Jokes are meant to be funny, not literary. Herewith are some examples which you, dear readers, are free to use.
One of my colleagues stopped me in the hall and began, matter-of-factly, telling me a story. Before I knew what was happening, I realized I was listening to a joke.
I must say it has been a long time since anyone told me a joke. Back in April the popular public-radio show on Saturday evenings, "A Prairie Home Companion," devoted its entire two hours to the lost art of joke-telling. One joke after another -- good, bad and indifferent. Ethnic jokes. Traveling salesmen jokes. Knock-knock jokes. Fat-lady jokes.
Out of this nonstop recitation, I only remember one joke. I've told it to several people, and they all laughed. Well, not all. One listener got this pained expression but has retold the joke dozens of times, I'm told.
When I was growing up, telling jokes was an art form. Children told jokes. Teen-agers told jokes. Adults told jokes. Preachers told jokes. The barber told jokes you were embarrassed to tell again. Men told each other jokes they wouldn't tell their wives.
It was not uncommon, in those days, to hear the familiar phrase, "Say, did you hear the one about... ?" You don't hear that much any more. There are a handful of joke tellers hereabouts who do their best to keep the tradition alive. Chuck McGinty knows more jokes than diamonds have facets. And the Rev. Larry Gallamore and Dr. Richard Martin frequently enliven a certain local civic club with their quick wit from time to time. I'm told there are a lot of Methodists and a lot of people with allergies who are used to this. God had a sense of humor, you know -- he made men and asses in the same week, and there are some theologians who suspect he got a mite mixed up. And the old chestnut that humor is the best medicine still hasn't been overturned by the Food and Drug Administration. Yet.
I am a great audience for jokes. I'll laugh at almost any joke, even the bad ones, because I admire the telling of the story and the attempt to deliver a punch line effectively. Sometimes a poorly told joke is funnier because of the telling process.
So here was my colleague, standing in the hall, telling me a joke. It was a joke you could tell anywhere, even your Sunday school class. I'd like to see more people tell jokes. Over on Kelo Valley we used to say that sometimes you need to prime the pump. To that end I am going to share both jokes, the one I remember from the radio show, and the one my colleague told me. Try telling them to anyone who will listen, and pretty soon there may be an avalanche of jokes around here. Give it a try.
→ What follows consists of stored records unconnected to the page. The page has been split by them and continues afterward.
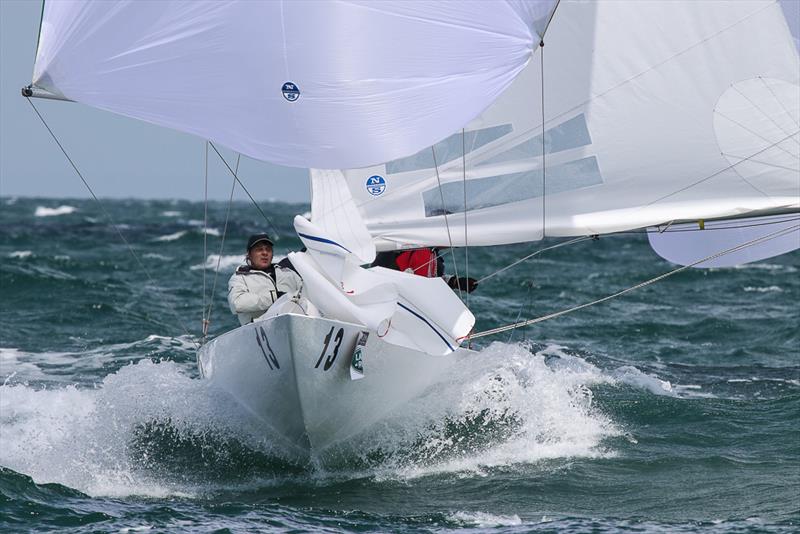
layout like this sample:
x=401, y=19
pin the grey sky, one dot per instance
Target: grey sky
x=118, y=156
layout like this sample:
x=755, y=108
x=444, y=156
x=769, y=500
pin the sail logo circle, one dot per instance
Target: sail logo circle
x=376, y=185
x=290, y=91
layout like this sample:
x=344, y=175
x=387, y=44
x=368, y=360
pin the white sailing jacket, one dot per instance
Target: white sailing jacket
x=251, y=292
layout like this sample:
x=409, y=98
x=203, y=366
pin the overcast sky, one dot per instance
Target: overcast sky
x=118, y=156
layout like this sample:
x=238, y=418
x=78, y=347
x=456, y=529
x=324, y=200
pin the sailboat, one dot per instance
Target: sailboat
x=428, y=124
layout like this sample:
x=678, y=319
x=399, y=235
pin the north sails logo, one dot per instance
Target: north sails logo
x=290, y=91
x=376, y=185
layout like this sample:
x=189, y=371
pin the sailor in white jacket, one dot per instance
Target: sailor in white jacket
x=255, y=286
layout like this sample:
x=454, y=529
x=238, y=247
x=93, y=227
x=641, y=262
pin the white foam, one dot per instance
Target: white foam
x=627, y=374
x=20, y=254
x=81, y=437
x=515, y=408
x=768, y=289
x=13, y=366
x=171, y=237
x=485, y=520
x=43, y=211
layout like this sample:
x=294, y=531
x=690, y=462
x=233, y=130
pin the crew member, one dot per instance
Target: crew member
x=423, y=262
x=256, y=285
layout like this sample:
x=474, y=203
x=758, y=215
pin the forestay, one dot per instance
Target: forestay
x=653, y=112
x=327, y=84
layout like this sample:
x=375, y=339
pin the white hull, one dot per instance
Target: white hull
x=284, y=371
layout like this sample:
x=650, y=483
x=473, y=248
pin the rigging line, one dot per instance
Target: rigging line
x=464, y=181
x=205, y=243
x=654, y=67
x=765, y=163
x=778, y=100
x=526, y=308
x=750, y=130
x=221, y=246
x=544, y=140
x=111, y=220
x=272, y=225
x=536, y=253
x=709, y=229
x=763, y=113
x=447, y=224
x=717, y=173
x=752, y=242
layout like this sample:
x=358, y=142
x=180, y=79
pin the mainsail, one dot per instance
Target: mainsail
x=632, y=114
x=455, y=123
x=328, y=84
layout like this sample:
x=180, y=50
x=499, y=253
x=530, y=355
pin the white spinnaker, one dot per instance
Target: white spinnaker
x=655, y=111
x=367, y=81
x=337, y=215
x=403, y=309
x=687, y=243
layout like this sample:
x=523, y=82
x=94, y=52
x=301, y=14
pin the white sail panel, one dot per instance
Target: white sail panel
x=686, y=244
x=654, y=112
x=336, y=214
x=403, y=309
x=327, y=84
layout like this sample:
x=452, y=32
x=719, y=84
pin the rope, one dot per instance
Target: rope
x=447, y=224
x=274, y=228
x=558, y=245
x=205, y=244
x=111, y=221
x=544, y=142
x=207, y=320
x=752, y=242
x=526, y=308
x=464, y=182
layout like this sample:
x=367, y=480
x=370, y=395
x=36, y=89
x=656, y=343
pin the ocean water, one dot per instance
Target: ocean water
x=675, y=408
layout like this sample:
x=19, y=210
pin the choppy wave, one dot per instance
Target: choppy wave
x=43, y=211
x=768, y=289
x=504, y=406
x=171, y=237
x=21, y=254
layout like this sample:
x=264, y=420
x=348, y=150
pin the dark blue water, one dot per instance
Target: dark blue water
x=675, y=408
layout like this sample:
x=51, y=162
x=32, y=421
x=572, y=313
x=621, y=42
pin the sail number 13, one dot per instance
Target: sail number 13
x=337, y=342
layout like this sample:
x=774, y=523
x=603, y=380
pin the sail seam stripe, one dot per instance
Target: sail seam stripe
x=423, y=319
x=446, y=223
x=111, y=221
x=322, y=240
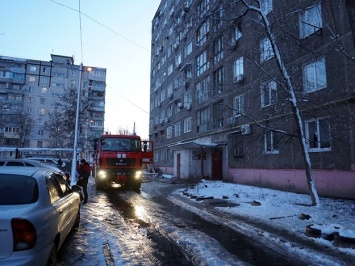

OK. Here's my colleague's joke:
A man thinks his dog has died, but he isn't sure. So he calls the vet to come check the dog. The vet comes and looks at the dog and tells the man the dog is dead. But the man wants the vet to be absolutely certain. So the vet goes to his car and gets a cat out of a box. He puts the cat next the dog, and the cat smacks the dog's nose with its paw. Then it runs over the dog, first from head to tail and then from side to side. The vet puts the cat back in its box and tells the man he is absolutely certain the dog is dead. The man asks, "How much do I owe you?" "$2,060," replies the vet. "What? How can it be that expensive?" "Well," says the vet, "it's $60 for my fee and $2,000 for the cat scan."
Ba-boom.
OK. Here's the joke I heard on the radio:
A chicken walks into the public library and says to the librarian, "Bo-o-o-ok!" The startled librarian looks at the chicken and says, "What did you say?" "Bo-o-o-ok!" replies the chicken. "Oh, you want a book." So the librarian gives the chicken a book, and it leaves. Later, the chicken comes back and walks up the librarian. "Bo-o-o-ok! Bo-o-o-ok!" The librarian is taken aback but figures out the chicken wants two books. So she gives the chicken two books, and it leaves. Later, the chicken comes back and says, "Bo-o-o-ok! Bo-o-o-ok! Bo-o-o-ok!" So the librarian gives the chicken three books, and it leaves. The librarian thinks to herself, "You know, I've never seen a chicken read a book. I think I'll follow that chicken and see what it's up to." So the librarian finds the chicken walking down the road with three books under its wings. She follows the chicken for a ways, and then the chicken turns off into the swamp. So the librarian follows the chicken into the swamp, and the chicken goes up to a big bullfrog and puts down the three books. The bullfrog looks at the books and says, "Read-it! Read-it! Read-it!"
Ba-boom.
There you go. The rest is up to you. And if you see me out and about and want to tell me a joke, I'll gladly listen. Any time. Thanks.
~R. Joe Sullivan is the editor of the Southeast Missourian.